De beslissing van de koning werd door twee feiten beïnvloed. Het eerste was dat er op het slagveld twee enorme gevechtstorens van drie verdiepingen waren verschenen. Ze hadden wielen en waren bekleed met ongelooide dierenhuiden, die met water doorweekt waren om te voorkomen dat de brandende teer die de verdedigers er vanuit de mezenkooien op gooiden, zou blijven plakken. De vernuftige bouwwerken waren voorzien van een stormram op de onderste verdieping, om onder dekking de poorten aan te vallen. Op de tweede verdieping wachtten de troepen die de eerste aanval zouden ondersteunen en op de derde was een kleine brug, die in opgehaalde toestand dienstdeed als schild en die voorzien was van ijzeren tanden die zich bij het neerlaten vastbeten in elke plek waarop ze neerkwamen. Deze apparaten, die werden voortgetrokken door een span muilezels, naderden langs de oever van de rivier en konden driehonderd strijders herbergen. De tweede reden die Mohammed II in overweging nam, was het feit dat een van de extra regenwaterreservoirs van Tortosa ten prooi was gevallen aan de sappeurs van het leger van Berenguer, die gespecialiseerd waren in onderaardse werkzaamheden. Deze hadden gaten gemaakt in de binnenhoek, waardoor de uiterst waardevolle vloeistof reddeloos wegstroomde en het waterpeil zienderogen zakte.
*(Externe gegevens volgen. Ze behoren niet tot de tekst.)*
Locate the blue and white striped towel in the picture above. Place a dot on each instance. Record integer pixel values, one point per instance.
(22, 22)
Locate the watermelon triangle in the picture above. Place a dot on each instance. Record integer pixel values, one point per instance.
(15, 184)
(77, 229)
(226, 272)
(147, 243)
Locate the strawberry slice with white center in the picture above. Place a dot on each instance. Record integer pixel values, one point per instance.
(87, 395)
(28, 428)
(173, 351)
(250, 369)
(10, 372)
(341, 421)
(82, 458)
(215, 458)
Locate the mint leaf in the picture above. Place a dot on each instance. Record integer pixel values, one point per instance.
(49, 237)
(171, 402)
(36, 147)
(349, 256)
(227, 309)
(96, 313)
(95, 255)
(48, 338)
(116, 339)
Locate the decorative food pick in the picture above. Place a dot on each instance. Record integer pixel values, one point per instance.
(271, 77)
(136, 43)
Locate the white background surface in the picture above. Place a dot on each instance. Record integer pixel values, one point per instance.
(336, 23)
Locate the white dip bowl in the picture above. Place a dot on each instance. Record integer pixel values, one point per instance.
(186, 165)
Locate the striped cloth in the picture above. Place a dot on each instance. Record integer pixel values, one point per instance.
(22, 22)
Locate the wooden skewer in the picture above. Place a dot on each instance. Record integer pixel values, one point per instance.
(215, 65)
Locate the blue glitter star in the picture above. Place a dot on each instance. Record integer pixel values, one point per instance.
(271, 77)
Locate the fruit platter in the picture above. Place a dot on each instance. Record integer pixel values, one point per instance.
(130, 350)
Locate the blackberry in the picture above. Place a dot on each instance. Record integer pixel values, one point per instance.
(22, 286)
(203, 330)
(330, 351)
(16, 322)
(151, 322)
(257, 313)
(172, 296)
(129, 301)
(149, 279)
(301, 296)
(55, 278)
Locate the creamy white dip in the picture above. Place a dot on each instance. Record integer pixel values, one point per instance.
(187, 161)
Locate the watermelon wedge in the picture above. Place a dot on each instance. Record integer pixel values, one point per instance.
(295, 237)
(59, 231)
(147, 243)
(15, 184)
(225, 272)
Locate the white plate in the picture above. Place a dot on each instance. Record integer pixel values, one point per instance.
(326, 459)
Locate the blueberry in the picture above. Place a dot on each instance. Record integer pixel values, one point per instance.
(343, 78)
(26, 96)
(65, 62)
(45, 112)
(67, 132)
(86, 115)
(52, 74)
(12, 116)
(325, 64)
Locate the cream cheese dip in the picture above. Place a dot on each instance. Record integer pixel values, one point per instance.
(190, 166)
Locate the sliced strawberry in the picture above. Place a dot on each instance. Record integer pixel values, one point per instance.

Mohammed II volhardde in zijn gewoonte astrologen en waarzeggers te raadplegen om hem de toekomst te voorspellen. Op een nacht bespoedigde een vreselijke nachtmerrie zijn beslissing. De koning liet zijn belangrijkste dromenuitlegger bij zich komen en vertelde hem zijn bekommernissen. Hij had gedroomd dat een maan van bloed zich liet zakken in het reservebassin dat op dat moment aan het leeglopen was, en dat het bloedrood gekleurde water naar buiten stroomde, door de straten, tot alle wijken overstroomd waren en het tot aan de vestingmuren reikte.

De dragoman aarzelde een moment, want hij kende de gewoonte van Mohammed om de boodschapper te doden wanneer deze nieuws bracht dat hem niet beviel. Net op het nippertje ontdekte hij de formule om het nieuws een voor hem gunstige draai te geven en chaos in voordeel te doen verkeren.

‘Heer, de hemel zendt u een duidelijk signaal over wat u te doen staat opdat deze onzekerheid binnen enkele jaren in besliste vastberadenheid verandert. De droom geeft u aan dat het verraad uw rijk binnendringt. De arglistigen die u bespieden, overspoelen alles als een rode zee die, als u er niets tegen onderneemt, voorbode is van grote rampspoed. Sluit een pact met de vijand, betaal de schatting die men u oplegt, en onttrek die aan de families die u niet ter harte gaan. Vorder het vermogen van deze slechte onderdanen en bied hun zonen aan als gijzelaars. Op die manier slaat u twee vliegen in één klap en bevrijdt u zich voor lange tijd van het ambitieuze kroost van deze edelen. U wint tijd en bevrijdt zich tevens, vooralsnog, van deze verschrikkelijke vijand.’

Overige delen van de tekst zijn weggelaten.